A crise do MAS.
Sinclair Thomson
Em 2025, a Bolívia celebrará duzentos anos de independência do domínio colonial espanhol. Durante este período, o país sofreu inúmeros golpes de Estado. O palácio presidencial, ladeado pela Catedral de La Paz e pela Assembleia Legislativa na Plaza Murillo, tem sido o cenário de muitas destas candidaturas contundentes ao poder político. Ficou conhecido como Palácio Quemado, ou "Palácio Queimado", depois de ter sido incendiado durante uma revolta fracassada em 1875. No entanto, apesar desta história, foi um choque quando catorze veículos blindados invadiram o Plaza no mês passado e arrombaram o portão do palácio. O líder da incursão, general Juan José Zúñiga, entrou no local acompanhado pelos chefes da Marinha e da Aeronáutica e foi recebido pelo presidente Luis Arce Catacora. Arce ordenou que ele se retirasse e retirasse suas tropas. Zúñiga recusou. O confronto durou vários minutos antes de Zúñiga voltar ao seu veículo e retirar-se para o quartel-general do exército em Miraflores.

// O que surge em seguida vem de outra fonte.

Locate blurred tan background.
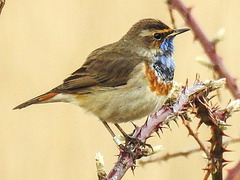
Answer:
[0,0,240,180]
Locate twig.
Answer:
[107,79,225,180]
[168,0,240,99]
[139,138,240,166]
[183,119,209,157]
[0,0,6,14]
[226,161,240,180]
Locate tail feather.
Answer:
[13,92,59,110]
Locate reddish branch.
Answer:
[107,80,224,180]
[168,0,240,99]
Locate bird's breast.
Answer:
[145,64,173,96]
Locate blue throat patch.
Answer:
[153,36,175,83]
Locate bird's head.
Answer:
[122,19,189,57]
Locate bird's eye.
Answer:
[153,33,162,39]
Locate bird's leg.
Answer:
[102,121,123,149]
[114,123,143,146]
[114,123,129,138]
[114,123,153,157]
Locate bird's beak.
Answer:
[168,28,190,37]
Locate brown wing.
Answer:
[53,51,144,93]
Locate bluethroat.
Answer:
[14,19,189,138]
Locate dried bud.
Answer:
[226,99,240,116]
[142,145,163,156]
[203,78,226,91]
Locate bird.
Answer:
[14,18,190,139]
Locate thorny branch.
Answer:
[103,79,225,180]
[0,0,6,14]
[139,138,240,166]
[168,0,240,99]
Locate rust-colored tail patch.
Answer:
[38,93,58,101]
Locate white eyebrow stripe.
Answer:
[139,30,153,36]
[139,29,173,36]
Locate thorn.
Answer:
[196,120,203,130]
[173,119,179,127]
[203,166,212,171]
[222,163,229,168]
[208,93,219,101]
[186,78,188,88]
[155,129,161,138]
[222,131,230,138]
[187,6,193,13]
[222,147,233,152]
[131,122,138,128]
[166,122,172,131]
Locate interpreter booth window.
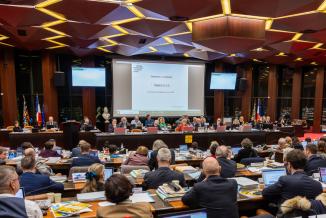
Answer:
[300,67,317,126]
[15,51,44,125]
[251,65,270,116]
[56,55,83,122]
[277,66,294,118]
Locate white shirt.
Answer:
[0,194,43,218]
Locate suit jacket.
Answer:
[182,176,239,218]
[45,121,58,129]
[96,202,153,218]
[143,167,186,189]
[234,148,258,163]
[305,154,326,175]
[262,172,323,203]
[71,154,101,167]
[148,149,175,170]
[19,172,64,195]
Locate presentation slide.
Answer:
[210,73,237,90]
[113,60,205,117]
[71,67,106,87]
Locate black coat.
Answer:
[182,176,239,218]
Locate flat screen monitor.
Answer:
[71,67,106,87]
[262,168,286,187]
[210,73,237,90]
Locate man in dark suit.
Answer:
[305,143,326,175]
[71,140,101,167]
[20,156,64,195]
[45,116,58,129]
[143,148,186,189]
[182,157,239,218]
[216,145,237,178]
[262,149,323,203]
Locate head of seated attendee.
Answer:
[0,147,8,165]
[216,145,237,178]
[12,120,23,132]
[124,146,148,166]
[305,143,326,175]
[209,141,219,157]
[262,149,323,203]
[143,148,186,189]
[234,138,258,163]
[81,163,104,193]
[0,166,43,217]
[182,157,239,218]
[97,174,153,218]
[71,140,101,167]
[148,139,175,170]
[285,136,293,148]
[20,156,64,195]
[40,140,61,158]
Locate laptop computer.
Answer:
[157,209,207,218]
[262,168,286,187]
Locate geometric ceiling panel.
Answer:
[0,5,55,27]
[272,13,326,32]
[135,0,223,20]
[47,0,119,23]
[231,0,324,18]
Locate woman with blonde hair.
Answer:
[81,163,104,193]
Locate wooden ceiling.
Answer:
[0,0,326,65]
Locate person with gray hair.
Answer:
[0,166,43,218]
[148,139,175,170]
[143,148,186,190]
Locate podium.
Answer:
[62,120,80,150]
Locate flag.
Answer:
[23,95,30,127]
[35,95,42,126]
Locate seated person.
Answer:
[209,141,220,158]
[123,146,148,166]
[175,119,190,132]
[145,114,154,127]
[0,147,8,165]
[96,174,153,218]
[20,156,64,195]
[148,139,175,170]
[40,141,61,158]
[71,140,101,167]
[12,120,23,132]
[216,145,237,178]
[262,149,323,203]
[118,117,130,129]
[234,138,258,163]
[305,143,326,176]
[182,157,239,218]
[143,148,186,189]
[80,116,94,131]
[130,116,143,129]
[0,166,43,218]
[81,163,104,193]
[107,119,118,133]
[45,116,58,129]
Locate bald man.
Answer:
[182,157,239,218]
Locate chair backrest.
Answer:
[68,166,88,180]
[121,165,150,174]
[240,157,265,166]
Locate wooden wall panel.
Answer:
[313,67,325,132]
[0,50,18,126]
[214,63,224,122]
[42,53,58,120]
[291,68,302,119]
[267,65,278,121]
[241,65,253,121]
[82,57,96,125]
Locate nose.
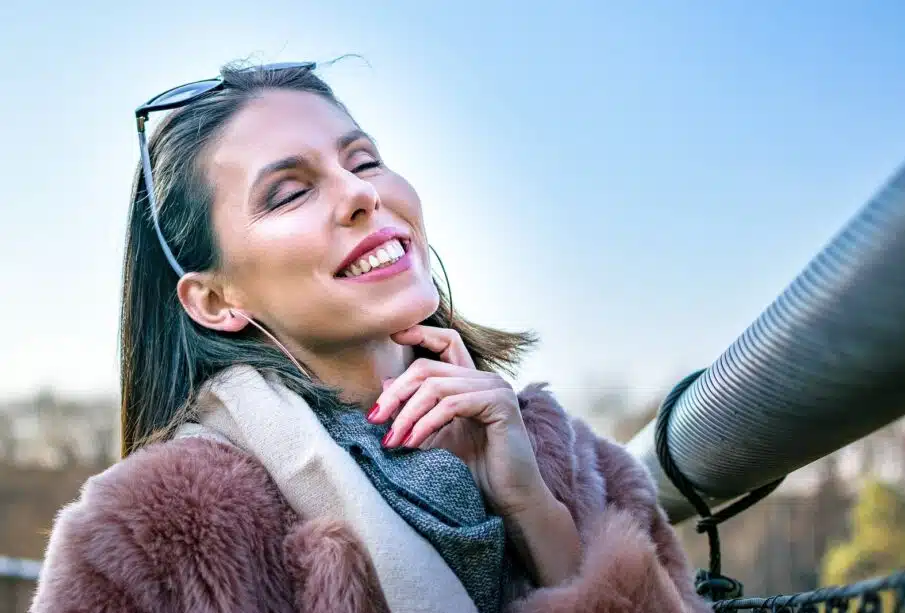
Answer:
[334,170,380,226]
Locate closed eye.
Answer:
[352,160,383,174]
[266,185,311,211]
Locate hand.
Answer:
[368,326,552,517]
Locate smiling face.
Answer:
[192,89,439,351]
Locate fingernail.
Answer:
[380,428,393,447]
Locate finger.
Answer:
[402,388,510,447]
[368,358,500,424]
[383,377,500,447]
[391,325,475,368]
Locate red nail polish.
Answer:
[380,428,393,447]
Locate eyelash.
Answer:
[267,159,383,210]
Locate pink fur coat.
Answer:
[31,385,709,613]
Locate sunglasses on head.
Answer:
[135,62,317,277]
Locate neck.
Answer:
[293,338,414,410]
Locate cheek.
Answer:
[224,213,326,298]
[385,175,424,234]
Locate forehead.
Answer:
[208,90,356,176]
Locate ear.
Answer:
[176,272,248,332]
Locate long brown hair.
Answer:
[120,65,535,457]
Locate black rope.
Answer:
[713,571,905,613]
[654,369,785,601]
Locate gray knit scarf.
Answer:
[312,403,510,613]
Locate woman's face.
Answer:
[199,90,439,351]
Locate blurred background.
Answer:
[0,0,905,612]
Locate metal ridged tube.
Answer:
[628,160,905,521]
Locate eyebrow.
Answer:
[251,128,377,191]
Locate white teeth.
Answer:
[342,239,405,277]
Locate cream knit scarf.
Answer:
[176,366,477,613]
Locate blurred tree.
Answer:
[821,480,905,585]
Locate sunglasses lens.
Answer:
[148,79,220,106]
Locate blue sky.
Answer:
[0,0,905,412]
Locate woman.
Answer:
[32,64,707,613]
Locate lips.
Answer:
[334,227,410,277]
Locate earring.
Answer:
[228,309,312,379]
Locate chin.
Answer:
[381,283,440,334]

Na sequência do impasse, houve uma onda de apoio a Arce na cidade predominantemente indígena de El Alto e entre setores dos movimentos sociais. No entanto, muitos dos críticos da administração, tanto à esquerda como à direita, acreditaram na alegação de Zúñiga de um autogolpe. Morales, que liderou o partido governante Movimento ao Socialismo (MAS) até à sua destituição em 2019, e que é agora o principal rival de Arce nas eleições presidenciais de 2025, afirmou que o governo orquestrou o incidente para angariar o favor popular. A oposição de direita das terras baixas e as classes médias urbanas concordaram que tudo não passava de um espetáculo político.

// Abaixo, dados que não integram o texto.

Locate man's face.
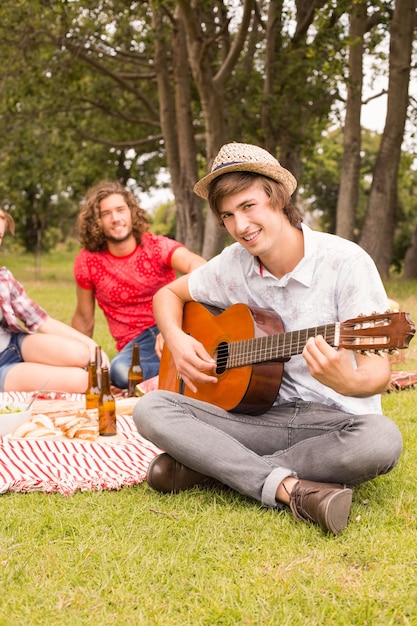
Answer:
[99,193,132,243]
[220,181,284,258]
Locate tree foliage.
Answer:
[0,0,415,276]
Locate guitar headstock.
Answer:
[338,311,416,352]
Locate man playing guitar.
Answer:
[133,143,404,535]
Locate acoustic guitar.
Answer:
[159,302,415,415]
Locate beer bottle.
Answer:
[85,361,100,409]
[95,346,102,389]
[98,367,117,437]
[127,343,143,396]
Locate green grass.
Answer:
[0,255,417,626]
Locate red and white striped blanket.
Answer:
[0,392,160,496]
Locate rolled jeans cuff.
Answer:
[261,467,296,508]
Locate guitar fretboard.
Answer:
[217,324,339,369]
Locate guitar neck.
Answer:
[226,323,340,368]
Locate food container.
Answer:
[0,402,32,437]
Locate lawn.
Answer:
[0,253,417,626]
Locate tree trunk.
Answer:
[153,9,203,254]
[360,0,416,279]
[178,0,254,259]
[336,0,368,241]
[403,222,417,279]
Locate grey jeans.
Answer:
[133,391,402,507]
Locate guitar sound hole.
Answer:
[216,341,229,375]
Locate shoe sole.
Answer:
[321,489,353,535]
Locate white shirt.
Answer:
[189,224,389,414]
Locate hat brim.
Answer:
[193,163,297,200]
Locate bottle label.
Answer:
[98,403,117,437]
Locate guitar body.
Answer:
[159,302,287,415]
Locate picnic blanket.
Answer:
[0,392,160,496]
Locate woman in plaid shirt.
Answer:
[0,209,108,393]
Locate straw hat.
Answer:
[194,143,297,199]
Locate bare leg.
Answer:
[4,363,88,393]
[22,333,90,367]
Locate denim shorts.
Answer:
[0,333,27,392]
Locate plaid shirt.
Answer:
[0,267,49,333]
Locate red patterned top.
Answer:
[74,233,183,350]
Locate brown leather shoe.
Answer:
[146,452,211,493]
[290,480,353,535]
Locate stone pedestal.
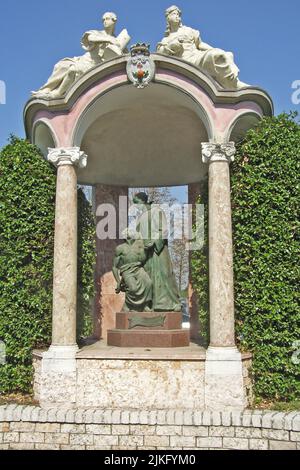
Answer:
[107,312,190,348]
[205,346,247,411]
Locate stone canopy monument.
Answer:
[24,6,273,411]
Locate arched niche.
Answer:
[228,112,262,143]
[73,83,212,186]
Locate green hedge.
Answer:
[192,114,300,401]
[232,114,300,400]
[0,137,94,393]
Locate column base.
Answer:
[35,345,79,408]
[205,346,247,411]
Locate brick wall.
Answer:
[0,405,300,450]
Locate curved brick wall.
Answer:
[0,405,300,450]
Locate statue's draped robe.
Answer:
[38,30,122,93]
[137,206,181,312]
[119,240,152,312]
[157,26,239,88]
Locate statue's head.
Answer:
[122,227,141,240]
[133,193,149,204]
[165,5,182,36]
[102,11,117,28]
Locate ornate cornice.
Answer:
[47,147,87,168]
[201,142,236,163]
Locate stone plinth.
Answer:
[34,342,251,411]
[107,329,190,348]
[107,312,190,348]
[116,312,182,330]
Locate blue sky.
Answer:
[0,0,300,198]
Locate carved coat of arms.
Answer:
[127,43,155,88]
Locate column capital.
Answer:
[47,147,87,168]
[201,142,236,163]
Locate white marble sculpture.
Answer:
[157,5,248,89]
[32,12,130,99]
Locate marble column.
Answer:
[44,147,87,371]
[202,142,246,410]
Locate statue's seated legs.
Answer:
[33,59,77,98]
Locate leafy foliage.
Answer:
[192,114,300,401]
[0,137,94,393]
[232,114,300,400]
[191,185,209,346]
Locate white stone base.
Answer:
[34,345,79,407]
[34,347,251,411]
[205,347,247,411]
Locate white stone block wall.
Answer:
[0,405,300,451]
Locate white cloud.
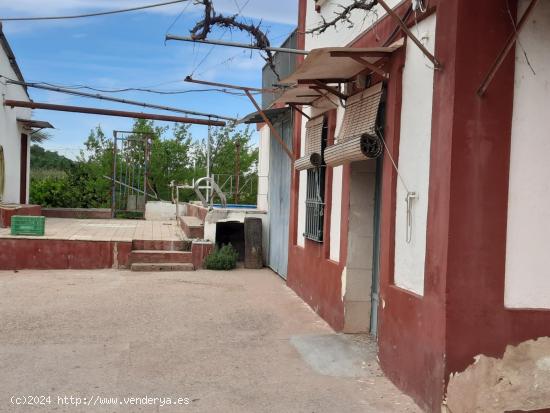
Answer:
[0,0,298,25]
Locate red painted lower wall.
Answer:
[0,205,41,228]
[0,238,132,270]
[287,241,344,331]
[288,0,550,412]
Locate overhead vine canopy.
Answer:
[306,0,378,34]
[191,0,280,79]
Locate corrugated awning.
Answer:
[294,115,325,171]
[281,39,403,84]
[274,86,323,106]
[17,119,54,129]
[324,83,384,167]
[237,108,290,124]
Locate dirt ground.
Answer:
[0,270,420,413]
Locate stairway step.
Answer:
[130,263,195,272]
[179,216,204,239]
[130,250,193,264]
[132,239,191,251]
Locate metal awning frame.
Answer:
[185,76,296,163]
[17,119,55,135]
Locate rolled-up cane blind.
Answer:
[325,83,383,167]
[294,116,325,171]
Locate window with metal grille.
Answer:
[304,118,328,242]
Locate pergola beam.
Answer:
[244,90,295,162]
[377,0,441,69]
[4,100,226,126]
[477,0,539,97]
[166,34,309,55]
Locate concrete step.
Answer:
[130,263,195,272]
[132,239,191,251]
[179,216,204,239]
[130,250,193,264]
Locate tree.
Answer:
[31,144,74,172]
[196,125,258,204]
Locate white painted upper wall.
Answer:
[394,15,436,295]
[504,0,550,309]
[0,41,31,203]
[298,0,401,262]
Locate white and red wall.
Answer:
[288,0,550,412]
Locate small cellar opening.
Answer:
[216,222,244,261]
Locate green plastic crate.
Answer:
[11,215,46,236]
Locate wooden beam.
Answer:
[4,100,226,126]
[311,80,348,100]
[298,79,348,99]
[244,90,295,163]
[477,0,539,97]
[330,50,393,58]
[377,0,441,69]
[351,56,390,78]
[287,103,311,120]
[185,76,270,92]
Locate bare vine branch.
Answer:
[191,0,280,80]
[305,0,378,34]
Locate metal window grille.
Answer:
[304,117,328,242]
[304,166,325,242]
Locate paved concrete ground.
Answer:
[0,218,186,242]
[0,270,419,413]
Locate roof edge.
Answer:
[0,22,31,99]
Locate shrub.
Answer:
[204,244,239,271]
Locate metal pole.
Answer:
[143,138,150,206]
[234,141,241,204]
[4,99,226,126]
[206,120,212,203]
[166,34,309,55]
[111,132,117,218]
[6,80,237,122]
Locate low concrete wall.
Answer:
[0,238,132,270]
[42,208,111,219]
[145,201,187,221]
[185,204,209,222]
[0,204,41,228]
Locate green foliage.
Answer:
[204,244,239,271]
[30,176,73,208]
[31,145,74,171]
[31,119,258,208]
[196,125,258,204]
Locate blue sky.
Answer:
[0,0,298,157]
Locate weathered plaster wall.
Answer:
[0,47,31,203]
[342,160,376,333]
[443,337,550,413]
[256,125,271,211]
[394,14,436,295]
[505,1,550,309]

No que diz respeito às tentativas de golpe, foi certamente estranho. Não houve disparos de balas, nem mortes, nem ocupações de edifícios governamentais. Mas se fosse encenado, porque é que Zúñiga e os seus cúmplices teriam aceitado o papel de bodes expiatórios? Este episódio obscuro e as respostas conflitantes a ele fornecem uma janela para o atual estado de crise da Bolívia. Duas décadas após o fim da governação neoliberal, o país vive uma espécie de decomposição estrutural. A economia está em declínio constante, a liderança do MAS está profundamente dividida, as instituições estatais estão em erosão e é difícil encontrar visões de renovação nacional.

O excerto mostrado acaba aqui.